Fulton County District Attorney Fani Willis started 2024 as nothing less than a national Democratic superstar.

The fearless DA successfully brought what looked like the strongest criminal case against President Donald Trump in the country, a 41-count racketeering case accusing him and his allies of illegally trying to overturn Georgia’s 2020 elections. A highly touted book, “Find me the Votes,” put Willis on the cover and cast her as the David to Trump’s Goliath. And any conversation about rising stars in the Georgia Democratic politics invariably included Willis as one with international visibility, a national fundraising base and serious statewide potential among Democratic voters down the road.

But just a week into that year, Willis and the entire Trump case were rocked by a mind-boggling accusation that turned out to be true — the DA had begun a romantic relationship with Nathan Wade, the same married prosecutor she had hired to lead the case. After two days of tabloid-flavored court proceedings wild enough to be an episode of “The Jerry Springer Show,” Willis was eventually removed from the case by the Georgia Court of Appeals over the mere appearance of impropriety that their affair created.

Last week, the sputtering case was finally put on ice, officially taken out of Willis’ hands by the Georgia Supreme Court and sent to the dustbin of the Georgia Prosecuting Attorneys’ Council. The same group that took nearly two years to decide not to prosecute Lt. Gov. Burt Jones in the case will now be tasked with finding a prosecutor somewhere in the state with the time, money and appetite to pick up where Willis left off.

Don’t hold your breath.

Anthony Michael Kreis, a constitutional law professor at Georgia State College of Law, said Willis should have known the scrutiny she was bound to be under and acted accordingly.

“The idea that a local district attorney was going to take on the former president of the United States and some of his most powerful and well-known allies in the country and not make sure that every ‘t’ was crossed and ‘i’ was dotted and nothing remotely was done inside that office that was beyond reproach is laughable.”

In other words, Kreis said, “If you come for the king, you best not miss.”

The Supreme Court decision finalizing her removal was the latest blow for Willis in a year that has had many. Along with the Trump case debacle, Willis’ office finally brought to a close the YSL murder case, Willis’ other massive racketeering case that she started since she took office. That case limped to a close without a murder conviction from any of the original charges.

Like the Trump case, Willis targeted a powerful force, in this case Atlanta’s famous rap community, putting all artists on notice in a news conference after launching the indictments.

“I have some legal advice: don’t confess to crimes on rap lyrics if you do not want them used — or at least get out of my county,” she said.

The alleged gang case included 28 defendants, eight murder charges, a 10-month jury selection process, and 175 prosecution witnesses. The result was the longest trial in state history, with 19 guilty pleas but none for the most serious charges. Young Thug, the accused ringleader of an alleged gang-centered crime ring, received 15 years of probation and moved to Florida.

By the end of the saga in June, The Atlanta Journal-Constitution reported that legal observers called the events that unfolded in and out of the courtroom a “circus” and an embarrassment. The mother of one murder victim called the outcome “a long way from justice.”

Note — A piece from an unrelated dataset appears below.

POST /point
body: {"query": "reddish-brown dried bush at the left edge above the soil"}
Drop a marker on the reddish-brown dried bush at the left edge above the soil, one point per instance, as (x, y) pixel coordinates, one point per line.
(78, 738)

Also a long way from justice is the outcome of the election interference case, which included charges against Trump campaign allies for allegedly breaching Coffee County voting machines, as well as harassing Georgia poll workers, Ruby Freeman and Shaye Moss. Above and beyond the case against Trump, those allegations deserve a thorough investigation and resolution or risk being a green light for repeat behavior in the future.

The good news for Willis — and there is some — is that apart from the high-profile RICO cases, crime in the city of Atlanta is going in the right direction. The city’s homicide rate is down 32% from this time last year, which is down from the year before that and even better than the 17% drop nationwide.

Fulton County voters rewarded that and returned Willis to office in the 2024 elections with 68% of the vote well after the Nathan Wade scandal broke.

Finally, if Georgia politics have proven anything in the last five years, it’s that anything is possible.

If Trump can be booked and fingerprinted at the Fulton County Jail, only to win the state and the White House one year later, then there is no infraction voters won’t forgive. If Willis has any future political ambitions, and she hasn’t said if she does, she’d have the base of support that has stayed with her so far.

Tharon Johnson, a Democratic strategist, said Willis has never expressed electoral ambitions to him other than “being a great prosecutor and putting bad people in jail.” But her victory over longtime incumbent Paul Howard in 2020, an “it-factor” at campaign events, and her national profile after indicting Trump trust her onto Democrats’ shortlists of future contenders anyway.

She’s not on the shortlists now. But Johnson added, down the road, “I’d never count her out.”

Staff writer Tamar Hallerman contributed to this column.